In this case the assets in the trust are zero-coupon five-year bonds. There are 3 tranches.  Payoffs are based on the value of a the Dow Jones Industrial Average in five years. Tranche 1 holders receive all the assets in five years if the index is at or below 10,000.  Tranche 2 holders receive all the assets in five years if the index is between 10,000 and 20,000. Tranche 3 holders receive all the assets if the index is greater than 20,000.

wpe1.jpg (17811 bytes)

 

As many range securities of this type as might be desired could be created.  Given enough of them with narrow enough ranges, an investor could create a steo-wise approximation to any desired payoff diagram on which the horizontal axis plotted the value of the underlying stock index and the vertical axis the amount to be received by the holder of the portfolio.
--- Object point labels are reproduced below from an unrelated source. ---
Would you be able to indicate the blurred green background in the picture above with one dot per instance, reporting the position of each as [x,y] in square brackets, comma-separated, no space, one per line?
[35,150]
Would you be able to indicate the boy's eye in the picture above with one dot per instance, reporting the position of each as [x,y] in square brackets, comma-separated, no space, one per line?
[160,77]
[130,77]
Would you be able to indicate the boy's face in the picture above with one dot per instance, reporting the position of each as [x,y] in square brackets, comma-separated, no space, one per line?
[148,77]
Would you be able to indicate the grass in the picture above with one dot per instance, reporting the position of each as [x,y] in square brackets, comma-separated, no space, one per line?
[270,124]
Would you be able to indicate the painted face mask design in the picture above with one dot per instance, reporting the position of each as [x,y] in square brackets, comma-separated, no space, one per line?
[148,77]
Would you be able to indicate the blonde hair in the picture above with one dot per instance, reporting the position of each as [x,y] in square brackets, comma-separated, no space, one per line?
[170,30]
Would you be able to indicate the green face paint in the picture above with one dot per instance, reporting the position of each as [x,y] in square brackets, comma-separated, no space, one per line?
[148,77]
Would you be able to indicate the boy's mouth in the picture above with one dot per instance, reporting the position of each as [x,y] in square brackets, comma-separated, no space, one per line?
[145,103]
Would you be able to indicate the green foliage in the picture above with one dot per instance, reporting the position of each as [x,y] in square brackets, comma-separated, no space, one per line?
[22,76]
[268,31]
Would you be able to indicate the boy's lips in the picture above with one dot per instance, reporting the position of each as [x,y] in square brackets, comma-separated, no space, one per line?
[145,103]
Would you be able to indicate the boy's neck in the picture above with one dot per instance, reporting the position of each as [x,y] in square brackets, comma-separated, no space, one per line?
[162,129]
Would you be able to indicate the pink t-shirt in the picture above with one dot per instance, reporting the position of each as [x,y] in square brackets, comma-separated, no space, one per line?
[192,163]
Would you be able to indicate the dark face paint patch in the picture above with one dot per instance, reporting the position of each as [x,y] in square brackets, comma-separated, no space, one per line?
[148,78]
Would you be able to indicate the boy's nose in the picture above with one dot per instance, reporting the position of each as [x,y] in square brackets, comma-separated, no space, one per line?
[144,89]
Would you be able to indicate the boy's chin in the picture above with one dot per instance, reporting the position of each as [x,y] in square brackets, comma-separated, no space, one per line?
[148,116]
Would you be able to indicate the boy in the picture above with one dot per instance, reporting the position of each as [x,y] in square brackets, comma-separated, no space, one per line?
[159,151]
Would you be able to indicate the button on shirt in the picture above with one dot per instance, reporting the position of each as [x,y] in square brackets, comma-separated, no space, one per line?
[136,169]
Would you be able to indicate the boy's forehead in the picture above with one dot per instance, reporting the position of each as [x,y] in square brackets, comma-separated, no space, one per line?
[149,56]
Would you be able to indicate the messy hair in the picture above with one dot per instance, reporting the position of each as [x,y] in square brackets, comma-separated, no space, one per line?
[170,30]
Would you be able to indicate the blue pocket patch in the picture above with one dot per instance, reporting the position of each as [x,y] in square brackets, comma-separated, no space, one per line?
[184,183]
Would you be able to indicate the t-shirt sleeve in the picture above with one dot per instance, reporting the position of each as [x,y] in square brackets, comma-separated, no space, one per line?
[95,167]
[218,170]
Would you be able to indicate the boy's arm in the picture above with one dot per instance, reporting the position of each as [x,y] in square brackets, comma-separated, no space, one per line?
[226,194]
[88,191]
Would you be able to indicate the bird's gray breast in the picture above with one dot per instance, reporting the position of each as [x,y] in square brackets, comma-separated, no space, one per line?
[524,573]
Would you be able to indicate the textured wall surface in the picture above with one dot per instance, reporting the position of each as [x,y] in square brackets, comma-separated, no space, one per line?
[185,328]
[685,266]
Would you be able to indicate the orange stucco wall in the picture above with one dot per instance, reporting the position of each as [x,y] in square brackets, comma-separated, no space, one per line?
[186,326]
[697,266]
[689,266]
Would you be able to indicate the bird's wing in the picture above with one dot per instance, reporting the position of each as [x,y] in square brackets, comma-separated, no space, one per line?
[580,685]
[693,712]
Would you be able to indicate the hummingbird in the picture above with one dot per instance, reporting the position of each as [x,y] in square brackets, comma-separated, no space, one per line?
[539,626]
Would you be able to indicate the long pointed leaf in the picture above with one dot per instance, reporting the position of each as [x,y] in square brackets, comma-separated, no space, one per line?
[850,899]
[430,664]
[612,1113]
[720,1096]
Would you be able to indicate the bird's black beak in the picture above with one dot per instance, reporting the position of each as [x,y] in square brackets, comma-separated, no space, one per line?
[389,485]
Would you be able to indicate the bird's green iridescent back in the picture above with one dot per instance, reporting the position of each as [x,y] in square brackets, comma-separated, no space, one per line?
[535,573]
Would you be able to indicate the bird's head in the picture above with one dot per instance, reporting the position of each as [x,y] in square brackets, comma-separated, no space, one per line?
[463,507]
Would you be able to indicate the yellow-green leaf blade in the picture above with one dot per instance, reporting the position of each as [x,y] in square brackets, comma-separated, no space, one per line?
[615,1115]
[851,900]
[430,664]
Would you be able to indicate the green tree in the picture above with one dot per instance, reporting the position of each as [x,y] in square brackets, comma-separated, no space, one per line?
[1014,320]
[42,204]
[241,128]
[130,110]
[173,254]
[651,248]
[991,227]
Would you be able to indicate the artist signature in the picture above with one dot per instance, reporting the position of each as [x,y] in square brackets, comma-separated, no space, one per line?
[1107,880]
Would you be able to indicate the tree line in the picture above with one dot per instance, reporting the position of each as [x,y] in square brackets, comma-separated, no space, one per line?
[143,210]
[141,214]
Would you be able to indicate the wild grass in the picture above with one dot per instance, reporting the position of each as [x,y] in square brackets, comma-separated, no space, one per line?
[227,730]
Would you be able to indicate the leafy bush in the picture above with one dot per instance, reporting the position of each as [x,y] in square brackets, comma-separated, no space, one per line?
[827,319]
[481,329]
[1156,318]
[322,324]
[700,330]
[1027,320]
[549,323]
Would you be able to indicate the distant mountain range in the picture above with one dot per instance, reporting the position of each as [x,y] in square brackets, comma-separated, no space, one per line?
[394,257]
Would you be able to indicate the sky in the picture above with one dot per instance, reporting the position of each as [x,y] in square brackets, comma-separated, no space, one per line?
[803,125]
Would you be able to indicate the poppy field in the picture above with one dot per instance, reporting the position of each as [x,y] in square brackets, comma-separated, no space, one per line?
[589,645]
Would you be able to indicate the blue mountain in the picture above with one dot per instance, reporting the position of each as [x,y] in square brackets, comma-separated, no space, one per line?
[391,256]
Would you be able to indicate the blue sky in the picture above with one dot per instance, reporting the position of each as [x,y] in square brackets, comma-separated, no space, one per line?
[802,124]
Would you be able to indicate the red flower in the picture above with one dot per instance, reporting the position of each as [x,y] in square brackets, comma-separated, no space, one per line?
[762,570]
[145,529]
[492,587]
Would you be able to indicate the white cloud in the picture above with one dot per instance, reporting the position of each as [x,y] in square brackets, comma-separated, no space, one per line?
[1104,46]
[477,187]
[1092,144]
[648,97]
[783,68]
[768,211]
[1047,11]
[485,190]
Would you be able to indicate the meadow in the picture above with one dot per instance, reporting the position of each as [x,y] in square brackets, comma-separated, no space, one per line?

An alternative structure could hold securities from the underlying portfolio, creating tranche payoffs each of which would vary within its specified range. 

Conclusion

Our four examples only hint at the range of possibilities that the t-share structure would make possible. A great deal of experimentation would be needed to find combinations that could truly provide investors with better ways to share investment outcomes. In any event, the ability to create, buy and sell t-shares would allow a great deal of flexibility for investors wishing to have shares of outcomes that differ from those available with currently-existing securities and portfolios.  To the extent that there is sufficient demand for such arrangements, individuals and institutions could provide new products and be rewarded for doing so. To be sure, there would be significant challenges with regard to regulation and taxation, and costs would have to be kept low. Despite these caveats, it would seem that the time may have come to take advantage of the economies of scale and scope derived from modern computational and communication power to introduce new investment vehicles of this type to help investors share investment outcomes.